His father had been right.

Bernie was 54 years old, and the pungent smell had been in his nostrils for the last 50 of them.

He finished off the pigs and rested in his tractor for half an hour, enjoying a cup of tea from his thermos, and a cigarette from his rolling tin.

The Sun was rising slowly over the horizon of Blaise Knoll Abbey as he opened the gate that led into the cow field.

He closed the gate and climbed back into the tractor, peering over the semi-illuminated filed as he did.

Up ahead of him was a mound in the field that looked like a boulder had been dropped from the sky, and so he climbed from the tractor and walked carefully toward the mound, looking around as though he was expecting it to be some kind of trap.

Because of his focus on the mound, he didn’t see the deep impression in the mud, and he lost his balance as his foot lowered more than he expected.

“God damn it,” he said as he stood back up.

Bernie approached the mound with his hand out stretched, and pulled it away when he touched the cowhide. He spread his fingers and placed his hand, palm down, onto the cow and smoothed it slowly.

“Get on,” he said, as he lightly tapped it on the rump, but the cow remained motionless. “What the hell?” he said as he walked around to the front of the cattle and saw the gaping hole where its udder used to be.

The insides of the cow had been completely hollowed out, and there were minimal traces of blood on the grass. A stack of ribs were next to the hole, and they were clean to a shining white.

Bernie stood and turned to look out into the field with his mouth open.

Each one of his herd was lying sporadically around the field on their sides.

He moved to the next carcass and fell to his knees at the sight of the ravaging that had taken place.

The blood was sprayed at least twenty feet around, as though the cow had been dropped from a great height and splatted like an over ripe orange. Every bone from the cow was laid around, all gleaming clean, and its body was collapsed in a flat heap.
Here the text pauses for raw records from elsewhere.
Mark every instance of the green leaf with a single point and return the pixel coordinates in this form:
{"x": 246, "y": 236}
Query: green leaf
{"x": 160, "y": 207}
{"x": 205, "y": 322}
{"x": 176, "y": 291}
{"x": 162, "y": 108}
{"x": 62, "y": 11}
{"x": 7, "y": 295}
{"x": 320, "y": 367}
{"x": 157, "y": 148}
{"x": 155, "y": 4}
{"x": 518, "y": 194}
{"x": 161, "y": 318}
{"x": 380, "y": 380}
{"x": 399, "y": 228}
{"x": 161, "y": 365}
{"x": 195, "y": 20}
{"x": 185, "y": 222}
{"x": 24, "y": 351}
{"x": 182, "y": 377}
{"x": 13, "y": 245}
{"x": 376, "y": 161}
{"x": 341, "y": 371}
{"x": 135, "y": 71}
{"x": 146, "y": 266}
“What could have done this?” he said as he touched the fur of his cattle.

He moved around to each of the other 13 cattle of the herd and inspected the havoc that had attacked them, with each one gutted and their bones stripped clean.

Bernie suddenly remembered what was in the next field, and he ran to the separating gate to check on his prize winning bull, and he collapsed in a heap at the foot of the gate when he saw the remains of the bovine spread across the 1 acre field.